Australian Rugby League to Ban All Drinking?

Australia’s National Rugby League usually only makes headlines over here (aside: do they call us Up Over? Because of Down Under? They should.) for things like Russell Crowe owning his own club, the “Rabbitohs.” That sounds more like a really unappetizing cereal. I digress.

Rabbitohs
(I for one am stunned that this team is one of the worst in the league.)

After an allegation of sexual assault by a Brisbane woman, however, David Gallop, the National Rugby League chief, has decided to forego the regular warnings to act responsibly and instead dives straight into an ocean of crazy. He’s, uh, calling for teams to not drink anymore. I am not making that up.

The NRL chief blames coaches and their clubs for giving players free licence to put themselves at risk during lengthy drinking sessions on their days off.

He believes a “see you on Monday” culture has developed following Friday night games, causing immeasurable damage to rugby league’s reputation.

“The reward for winning can’t be long drinking sessions,” Gallop said.

There are your three most dangerous words, it seems: “See you Monday.” Weirdly, that’s what most people say to their co-workers as they leave for the weekend. And the vast, vast majority of those people don’t go out and sexually assault anybody (other than themselves while watching Cinemax after the wife falls asleep, of course).

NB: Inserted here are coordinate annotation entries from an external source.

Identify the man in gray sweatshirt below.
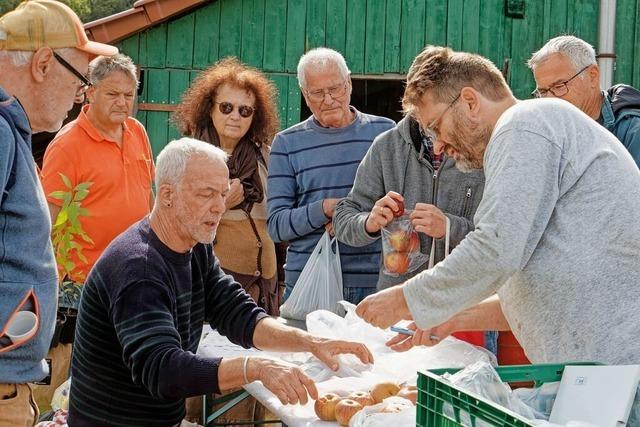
[357,46,640,364]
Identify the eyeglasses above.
[305,81,347,102]
[422,94,460,141]
[216,101,256,119]
[53,51,91,94]
[531,65,591,98]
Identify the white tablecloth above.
[198,312,496,427]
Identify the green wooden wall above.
[119,0,640,157]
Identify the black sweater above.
[69,218,266,426]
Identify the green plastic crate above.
[416,362,595,427]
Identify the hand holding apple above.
[365,191,404,234]
[336,399,362,426]
[410,203,446,239]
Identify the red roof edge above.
[84,0,211,44]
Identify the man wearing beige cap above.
[0,0,117,427]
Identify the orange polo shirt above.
[42,105,155,282]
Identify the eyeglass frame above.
[531,64,593,98]
[422,93,461,141]
[52,50,92,91]
[303,80,348,101]
[213,101,256,119]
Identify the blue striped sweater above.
[267,109,395,287]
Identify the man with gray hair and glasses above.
[0,0,118,427]
[267,48,394,303]
[42,54,154,283]
[528,36,640,166]
[69,138,373,427]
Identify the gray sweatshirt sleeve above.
[441,213,474,248]
[404,129,561,329]
[333,142,385,247]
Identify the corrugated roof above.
[84,0,212,44]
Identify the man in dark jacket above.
[528,36,640,166]
[0,0,118,427]
[69,138,373,427]
[333,115,488,351]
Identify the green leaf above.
[73,190,89,202]
[49,191,67,200]
[73,181,93,192]
[58,172,73,189]
[54,210,69,227]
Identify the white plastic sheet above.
[245,303,495,427]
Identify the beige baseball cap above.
[0,0,118,56]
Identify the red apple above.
[371,381,400,403]
[336,399,362,426]
[388,230,410,252]
[384,252,409,274]
[347,391,376,406]
[393,199,404,218]
[313,393,342,421]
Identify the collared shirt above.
[42,105,155,282]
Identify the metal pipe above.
[597,0,616,90]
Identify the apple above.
[393,199,404,218]
[347,391,376,406]
[371,381,400,403]
[388,230,410,252]
[398,386,418,405]
[313,393,342,421]
[384,252,409,274]
[336,399,362,426]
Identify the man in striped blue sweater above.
[267,48,395,304]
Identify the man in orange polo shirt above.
[42,54,155,282]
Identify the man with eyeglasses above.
[0,0,118,427]
[42,54,154,283]
[528,36,640,166]
[333,83,488,351]
[356,46,640,370]
[267,48,394,303]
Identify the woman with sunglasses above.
[173,58,280,315]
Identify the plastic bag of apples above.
[382,211,428,277]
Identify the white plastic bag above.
[280,232,343,320]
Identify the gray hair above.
[527,36,597,78]
[156,137,228,188]
[298,47,351,88]
[89,53,138,88]
[0,47,75,68]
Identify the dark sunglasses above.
[216,102,256,119]
[53,51,91,89]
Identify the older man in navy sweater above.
[69,138,372,426]
[267,48,395,303]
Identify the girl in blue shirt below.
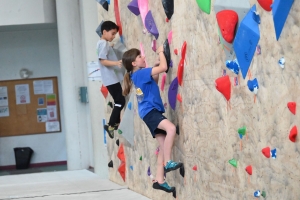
[122,46,182,192]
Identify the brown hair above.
[122,49,141,96]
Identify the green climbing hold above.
[261,191,267,198]
[238,126,246,135]
[196,0,211,14]
[228,158,237,168]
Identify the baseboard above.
[0,161,67,170]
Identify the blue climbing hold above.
[226,59,240,75]
[233,4,260,79]
[271,148,277,159]
[247,78,259,94]
[271,0,294,40]
[127,102,132,110]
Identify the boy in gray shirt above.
[97,21,125,138]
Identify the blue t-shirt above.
[131,68,165,119]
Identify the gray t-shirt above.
[97,39,124,86]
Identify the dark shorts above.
[143,109,167,138]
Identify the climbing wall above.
[95,0,300,200]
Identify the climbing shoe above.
[104,125,115,139]
[164,160,182,172]
[152,182,175,193]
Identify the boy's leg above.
[107,83,125,126]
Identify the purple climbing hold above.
[145,10,159,39]
[127,0,140,16]
[168,77,178,110]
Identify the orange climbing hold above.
[288,102,296,115]
[100,85,108,98]
[217,10,239,43]
[117,144,125,162]
[215,75,231,101]
[289,126,298,142]
[118,162,126,182]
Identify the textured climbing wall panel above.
[95,0,300,200]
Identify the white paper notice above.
[47,106,57,121]
[0,87,8,106]
[46,121,60,132]
[33,80,53,94]
[0,106,9,117]
[15,84,30,104]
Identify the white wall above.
[0,28,67,166]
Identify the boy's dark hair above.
[101,21,119,34]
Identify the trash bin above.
[14,147,33,169]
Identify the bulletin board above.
[0,77,61,137]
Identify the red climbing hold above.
[289,126,298,142]
[245,165,252,175]
[288,102,296,115]
[217,10,239,43]
[100,85,108,98]
[118,162,125,182]
[117,144,125,162]
[261,147,271,158]
[193,165,198,171]
[177,59,184,86]
[257,0,273,11]
[215,75,231,101]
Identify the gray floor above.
[0,170,149,200]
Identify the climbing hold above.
[278,57,285,69]
[261,147,271,158]
[160,74,167,91]
[247,78,259,94]
[100,85,108,98]
[108,160,114,168]
[215,75,231,101]
[233,4,260,79]
[163,39,171,73]
[151,40,156,52]
[287,102,296,115]
[193,165,198,171]
[245,165,252,175]
[127,0,140,16]
[177,94,182,103]
[145,10,159,39]
[261,191,267,198]
[226,59,240,75]
[127,102,132,110]
[181,41,187,61]
[168,77,178,110]
[179,165,184,177]
[107,101,113,108]
[252,11,260,24]
[176,125,180,135]
[289,126,298,142]
[257,0,273,11]
[177,59,184,86]
[271,148,277,159]
[162,0,174,19]
[272,0,294,40]
[216,10,239,43]
[168,31,173,44]
[118,162,126,182]
[254,190,260,197]
[117,143,125,162]
[228,158,237,168]
[196,0,210,14]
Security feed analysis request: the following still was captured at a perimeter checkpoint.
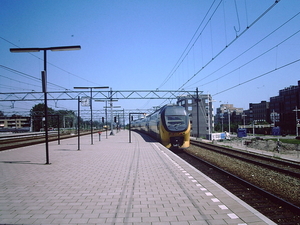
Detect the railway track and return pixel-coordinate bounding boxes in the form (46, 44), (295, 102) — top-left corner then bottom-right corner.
(179, 141), (300, 224)
(191, 141), (300, 178)
(0, 132), (90, 151)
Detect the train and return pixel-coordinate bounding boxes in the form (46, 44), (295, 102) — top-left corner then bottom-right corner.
(130, 105), (191, 149)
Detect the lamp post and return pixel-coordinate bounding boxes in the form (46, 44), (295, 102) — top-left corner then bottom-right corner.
(74, 86), (109, 145)
(293, 106), (300, 137)
(10, 45), (81, 164)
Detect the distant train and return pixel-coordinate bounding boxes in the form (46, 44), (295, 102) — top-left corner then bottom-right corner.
(131, 105), (191, 148)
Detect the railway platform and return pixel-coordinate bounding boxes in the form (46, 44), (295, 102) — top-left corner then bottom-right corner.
(0, 131), (274, 225)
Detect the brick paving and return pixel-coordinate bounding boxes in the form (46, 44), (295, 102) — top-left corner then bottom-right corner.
(0, 131), (272, 225)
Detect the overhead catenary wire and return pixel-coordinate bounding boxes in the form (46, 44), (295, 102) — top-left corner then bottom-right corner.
(158, 0), (222, 88)
(178, 0), (281, 90)
(0, 36), (99, 89)
(213, 59), (300, 96)
(0, 65), (67, 90)
(162, 0), (280, 107)
(189, 12), (300, 87)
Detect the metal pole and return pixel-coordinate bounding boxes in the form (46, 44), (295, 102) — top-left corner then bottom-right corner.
(43, 50), (50, 164)
(57, 115), (60, 145)
(110, 89), (114, 135)
(129, 113), (131, 143)
(77, 96), (80, 150)
(196, 88), (199, 138)
(105, 101), (108, 139)
(90, 88), (94, 145)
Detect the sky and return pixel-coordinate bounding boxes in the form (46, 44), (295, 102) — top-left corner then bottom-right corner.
(0, 0), (300, 118)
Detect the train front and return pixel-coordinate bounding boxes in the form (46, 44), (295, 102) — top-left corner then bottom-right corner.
(160, 106), (190, 148)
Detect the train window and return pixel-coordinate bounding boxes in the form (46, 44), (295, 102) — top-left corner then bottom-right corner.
(164, 107), (188, 132)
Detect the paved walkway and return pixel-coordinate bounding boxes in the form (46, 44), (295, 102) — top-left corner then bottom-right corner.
(0, 131), (273, 225)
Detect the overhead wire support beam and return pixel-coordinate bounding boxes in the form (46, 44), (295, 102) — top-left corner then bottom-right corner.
(0, 90), (196, 102)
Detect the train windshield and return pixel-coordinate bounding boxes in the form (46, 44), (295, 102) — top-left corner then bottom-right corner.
(164, 107), (188, 132)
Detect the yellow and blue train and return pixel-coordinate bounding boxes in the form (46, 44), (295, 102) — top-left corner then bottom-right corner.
(131, 105), (191, 148)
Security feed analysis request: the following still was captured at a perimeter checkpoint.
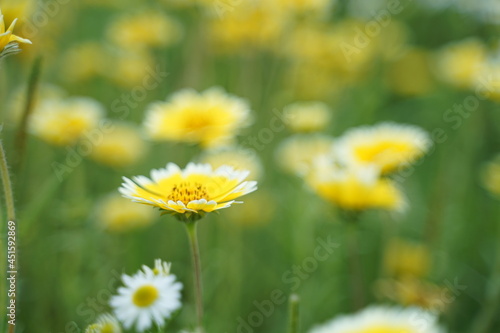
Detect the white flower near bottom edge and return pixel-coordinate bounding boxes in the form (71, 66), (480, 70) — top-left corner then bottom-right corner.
(110, 270), (182, 332)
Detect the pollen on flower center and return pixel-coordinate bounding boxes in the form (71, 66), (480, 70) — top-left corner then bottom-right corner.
(167, 182), (208, 204)
(356, 142), (410, 161)
(132, 285), (159, 308)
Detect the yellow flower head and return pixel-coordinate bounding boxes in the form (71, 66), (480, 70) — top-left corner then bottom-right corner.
(481, 154), (500, 198)
(120, 163), (257, 221)
(29, 97), (104, 146)
(335, 123), (432, 174)
(108, 49), (154, 89)
(474, 59), (500, 103)
(96, 193), (154, 232)
(384, 240), (430, 277)
(285, 102), (332, 132)
(387, 49), (434, 96)
(0, 9), (31, 58)
(436, 38), (487, 88)
(85, 314), (122, 333)
(209, 0), (287, 52)
(268, 0), (336, 14)
(375, 277), (448, 312)
(200, 147), (262, 180)
(62, 42), (111, 82)
(306, 157), (406, 211)
(90, 123), (146, 167)
(276, 134), (333, 176)
(144, 88), (254, 147)
(309, 305), (443, 333)
(107, 10), (182, 50)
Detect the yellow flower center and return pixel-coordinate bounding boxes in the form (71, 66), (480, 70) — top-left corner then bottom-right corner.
(132, 285), (159, 308)
(167, 182), (208, 204)
(360, 326), (413, 333)
(185, 113), (212, 132)
(356, 142), (411, 162)
(101, 323), (115, 333)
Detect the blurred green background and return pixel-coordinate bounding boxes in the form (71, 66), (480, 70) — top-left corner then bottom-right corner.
(0, 0), (500, 333)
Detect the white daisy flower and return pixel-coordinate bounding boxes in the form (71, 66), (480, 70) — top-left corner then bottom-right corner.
(309, 306), (443, 333)
(110, 261), (182, 332)
(119, 163), (257, 218)
(334, 122), (432, 174)
(85, 314), (122, 333)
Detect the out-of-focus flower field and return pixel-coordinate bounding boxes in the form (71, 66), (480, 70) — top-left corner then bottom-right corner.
(0, 0), (500, 333)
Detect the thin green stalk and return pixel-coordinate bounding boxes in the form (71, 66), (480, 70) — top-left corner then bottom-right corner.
(288, 294), (300, 333)
(345, 214), (365, 310)
(15, 57), (42, 169)
(0, 140), (17, 333)
(185, 222), (203, 332)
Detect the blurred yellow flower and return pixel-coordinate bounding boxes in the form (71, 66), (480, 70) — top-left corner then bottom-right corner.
(481, 154), (500, 198)
(96, 193), (155, 232)
(276, 134), (333, 176)
(224, 191), (277, 228)
(375, 277), (448, 312)
(384, 239), (431, 278)
(200, 147), (263, 180)
(120, 163), (257, 221)
(0, 0), (37, 28)
(335, 122), (432, 174)
(285, 102), (332, 132)
(29, 97), (104, 146)
(387, 49), (434, 96)
(106, 50), (155, 89)
(0, 9), (31, 58)
(435, 38), (487, 88)
(144, 88), (254, 147)
(268, 0), (337, 14)
(306, 157), (406, 211)
(90, 123), (146, 167)
(309, 305), (442, 333)
(473, 59), (500, 103)
(209, 0), (287, 52)
(62, 42), (111, 81)
(107, 10), (182, 50)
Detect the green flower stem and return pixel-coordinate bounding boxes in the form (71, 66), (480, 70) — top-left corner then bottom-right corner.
(288, 294), (300, 333)
(0, 140), (17, 333)
(185, 222), (203, 332)
(345, 214), (365, 310)
(14, 56), (42, 169)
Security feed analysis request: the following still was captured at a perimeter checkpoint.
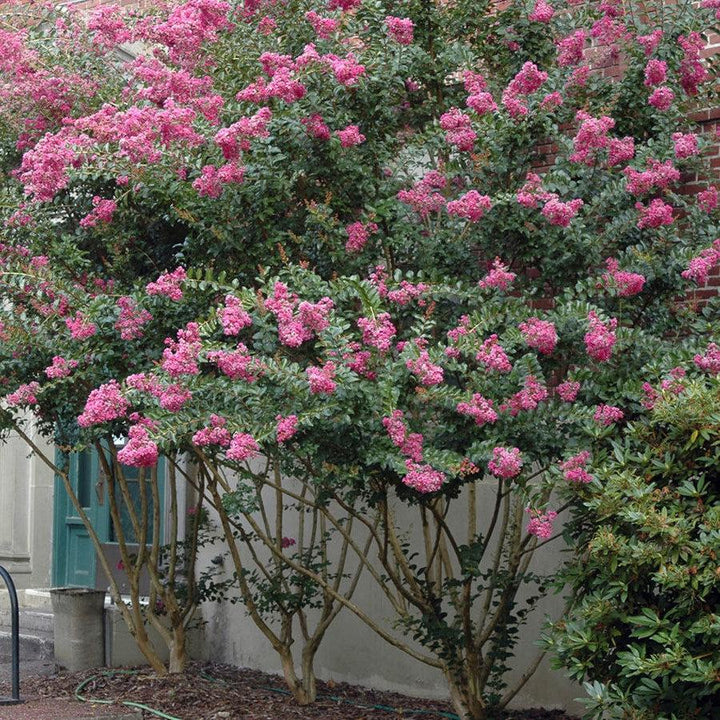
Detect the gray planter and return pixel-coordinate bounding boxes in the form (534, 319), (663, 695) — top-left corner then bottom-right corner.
(50, 587), (105, 672)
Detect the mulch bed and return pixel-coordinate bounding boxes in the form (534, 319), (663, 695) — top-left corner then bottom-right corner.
(0, 663), (576, 720)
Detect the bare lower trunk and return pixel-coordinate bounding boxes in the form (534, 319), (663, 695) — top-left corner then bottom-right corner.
(168, 624), (188, 673)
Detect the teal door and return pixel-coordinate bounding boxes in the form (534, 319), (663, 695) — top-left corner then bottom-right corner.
(53, 450), (164, 587)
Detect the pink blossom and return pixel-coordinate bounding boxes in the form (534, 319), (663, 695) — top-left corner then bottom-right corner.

Look. If Gallop’s goal is that nobody is ever mistreated by a drunken player of his ever again, that’s admirable, especially when we start talking about sexual misconduct. There’s obviously no begrudging that. But there are already rules to help prevent that kind of behavior, and they’re commonly referred to as, you know, THE LAW.

Further, we’re talking about young men whose livelihoods are couched in violence and testosterone. They need a release. Taking away everyone’s pints can hardly end well–well, unless Gallop’s going to start handing out blunts left and right.  That’ll change the culture around the NRL.